“Plunge boldly into the thick of life, and seize it where you will, it is always interesting.” Johann Wolfgang von Goethe
And so say all of us! The work that’s going on around us – with neighbours prettifying their properties or building extensions – has now reached fever pitch. After what seems like years of non-activity, people are taking the plunge and going for it. Heavily laden lorries are delivering huge amounts of stuff, tradesmen are arriving early and knocking off at 10.30 for breakfast and 2.30 for lunch, maybe returning later in the afternoon.
As one neighbour remarked sniffily, “well, the town hall is not giving out any permits, so your guess is as good as mine.” It seems the Spanish are more likely to get away with ‘illegal’ constructions of any type than we incomers. The newly-built (this year) house across the valley (one of three Spanish-owned properties that have popped up recently) is now in the process of being adorned with a swimming pool.
Compared to all of this, our own project was rather more modest and I would imagine a lot less costly. I can’t see many having the vision to create something of natural beauty from virtually nothing like Joe has managed to do in his inimitable way; grovelling around in the basura; collecting sand, aggregate and cement from the local stores in a dodgy trailer to save the delivery charge and then eschewing mechanical help to power his way through 1.5m of rock.

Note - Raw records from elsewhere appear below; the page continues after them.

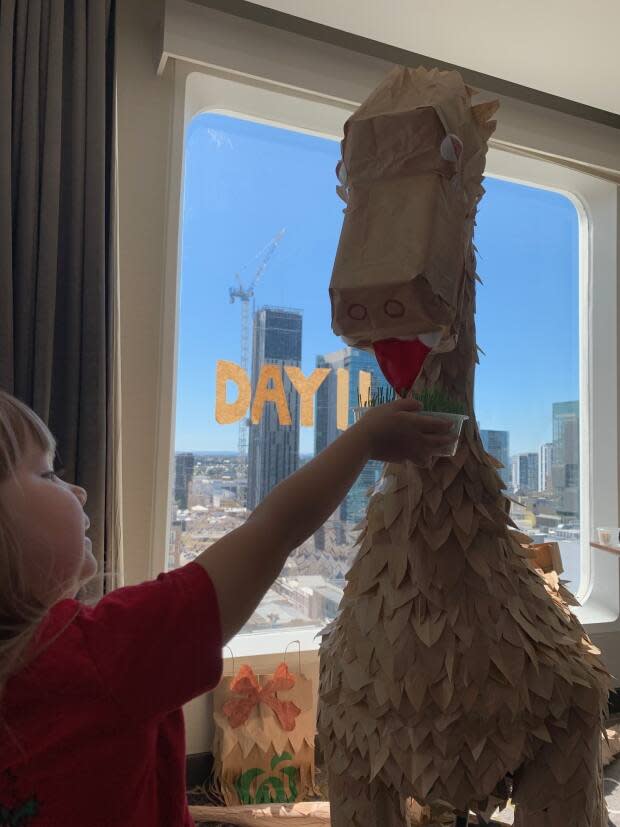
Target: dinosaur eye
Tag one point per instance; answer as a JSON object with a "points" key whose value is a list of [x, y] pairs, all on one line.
{"points": [[357, 312], [394, 309]]}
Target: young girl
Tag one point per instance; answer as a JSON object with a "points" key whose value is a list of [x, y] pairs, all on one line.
{"points": [[92, 729]]}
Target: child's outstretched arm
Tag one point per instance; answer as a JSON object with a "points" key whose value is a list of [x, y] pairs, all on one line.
{"points": [[245, 563]]}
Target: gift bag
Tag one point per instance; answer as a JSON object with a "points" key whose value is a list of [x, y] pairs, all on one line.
{"points": [[264, 737]]}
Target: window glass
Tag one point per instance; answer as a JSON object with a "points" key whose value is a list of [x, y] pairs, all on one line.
{"points": [[261, 221]]}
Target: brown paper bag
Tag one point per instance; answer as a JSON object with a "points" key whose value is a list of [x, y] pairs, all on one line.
{"points": [[264, 742]]}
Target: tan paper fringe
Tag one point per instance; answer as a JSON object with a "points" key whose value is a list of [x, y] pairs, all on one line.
{"points": [[455, 662]]}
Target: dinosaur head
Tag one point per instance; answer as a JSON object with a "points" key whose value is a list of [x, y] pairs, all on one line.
{"points": [[411, 170]]}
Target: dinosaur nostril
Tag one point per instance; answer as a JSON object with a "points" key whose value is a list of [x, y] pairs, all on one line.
{"points": [[394, 308], [357, 312]]}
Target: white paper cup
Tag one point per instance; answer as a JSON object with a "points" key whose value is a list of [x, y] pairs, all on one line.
{"points": [[448, 450], [609, 536]]}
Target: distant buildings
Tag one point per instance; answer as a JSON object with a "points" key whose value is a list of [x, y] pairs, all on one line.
{"points": [[497, 443], [274, 449], [525, 473], [545, 462], [183, 473], [353, 360]]}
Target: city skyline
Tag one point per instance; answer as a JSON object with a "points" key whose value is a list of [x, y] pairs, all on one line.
{"points": [[238, 193], [273, 448]]}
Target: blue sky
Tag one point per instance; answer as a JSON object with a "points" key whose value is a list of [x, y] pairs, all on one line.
{"points": [[245, 181]]}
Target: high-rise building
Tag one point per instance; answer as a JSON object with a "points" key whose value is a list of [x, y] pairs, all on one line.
{"points": [[525, 473], [565, 456], [545, 461], [497, 443], [353, 360], [183, 473], [274, 448]]}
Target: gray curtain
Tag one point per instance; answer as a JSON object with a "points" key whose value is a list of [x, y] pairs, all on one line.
{"points": [[57, 274]]}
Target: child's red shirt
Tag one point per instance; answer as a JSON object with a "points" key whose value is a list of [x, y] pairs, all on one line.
{"points": [[98, 713]]}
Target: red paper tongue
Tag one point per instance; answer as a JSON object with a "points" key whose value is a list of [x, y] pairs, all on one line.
{"points": [[401, 361]]}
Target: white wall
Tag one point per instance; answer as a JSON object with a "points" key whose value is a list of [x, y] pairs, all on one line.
{"points": [[567, 48]]}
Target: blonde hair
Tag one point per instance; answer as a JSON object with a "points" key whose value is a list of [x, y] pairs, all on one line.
{"points": [[21, 612]]}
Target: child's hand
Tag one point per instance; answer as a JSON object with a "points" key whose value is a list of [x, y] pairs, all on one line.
{"points": [[396, 432]]}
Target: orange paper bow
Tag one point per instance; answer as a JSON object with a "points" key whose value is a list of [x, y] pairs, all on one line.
{"points": [[245, 684]]}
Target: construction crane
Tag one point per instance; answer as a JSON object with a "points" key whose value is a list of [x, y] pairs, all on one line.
{"points": [[244, 294]]}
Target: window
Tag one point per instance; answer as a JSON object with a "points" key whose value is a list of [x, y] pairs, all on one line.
{"points": [[260, 226], [528, 380]]}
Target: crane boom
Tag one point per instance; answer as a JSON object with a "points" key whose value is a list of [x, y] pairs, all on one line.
{"points": [[244, 294]]}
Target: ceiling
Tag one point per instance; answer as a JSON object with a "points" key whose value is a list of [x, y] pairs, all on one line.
{"points": [[568, 48]]}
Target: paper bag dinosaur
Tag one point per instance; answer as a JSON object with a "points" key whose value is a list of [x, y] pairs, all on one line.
{"points": [[455, 671]]}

I’m talking about what we grandly call our plunge pool, which I mentioned in passing a few posts ago. The idea germinated while Zoe and Jamie were here as we rather got the taste for splashing around in water via the plastic pool. Hey presto! Our cracked and unused 3,000 litre depósito had suddenly found a new use!
The ideas came thick and fast and organically grew, rather like the pool itself. Why not continue the sexy curve of the stone wall completed a few months earlier, and put a wall around the pool? How about having a small waterfall using the plastic pool’s little pump – would it be powerful enough? Shall we use up the concrete blocks, terracotta tiles etc that we have lying around?
The hole was lined with a layer of sand and we then had to avoid knocking scalpings into the yawning chasm as anything sharp would have torn a hole in the base of the depósito. The thought of it leaking and the subsequent difficulty in repairing it was not something worth contemplating.
Amid lots of checking and double-checking of measurements, the brute was laid on its side like a beached whale and slid into place over an old sheet draped decorously around the hole. It was fun deflating the plastic pool with its 5,700 litres of water, about half of which was siphoned off to the depósito, the remainder being gratefully received by the plants in the garden.
Joe had already done some preparatory work inside the depósito to re-site the inlet and outlet holes for the pump, but it did unfortunately necessitate a quick dive to check all was ok. It was at this point that a humble depósito was upgraded to the official title of ‘pool’.
The pool wall was constructed of double thickness blocks infilled with cement and the plan was to continue the curve and join up seamlessly with the existing stone wall, to mirror what we’d done the other side of the house.
We bought a few things; traditional clay roof tiles – amazing how cheap they were – and also the floor tiles put on top of the finished pool wall. The pump was hidden within the wall behind a home-made pine door and it was a tense moment to see if it would be man enough to cope with the height needed for a nice little waterfall.
A few coats of our signature brown paint and some Moorish designs around the side later, and it’s almost ready for use. As I’m not quite as athletic as Joe, there is only one thing left to do and that is to fit a ladder so I can get in and out.
We commandeered the Mitsubishi’s stainless steel one (why would anybody want to get on the roof of a 4×4 anyway?) but it’s not fitted yet. There’s no great pressing need at the moment as, although the air temperature is warming up nicely, the water temperature is hovering around 22 deg, so maybe it’s not quite warm enough for me.
We’re very pleased with how it’s all gone, and how it looks. It’s tucked away behind a lovely stone wall and a semicircle of Arizonica trees, through which you can glimpse the stunning backdrop of the Sierras. I can’t wait to take the plunge!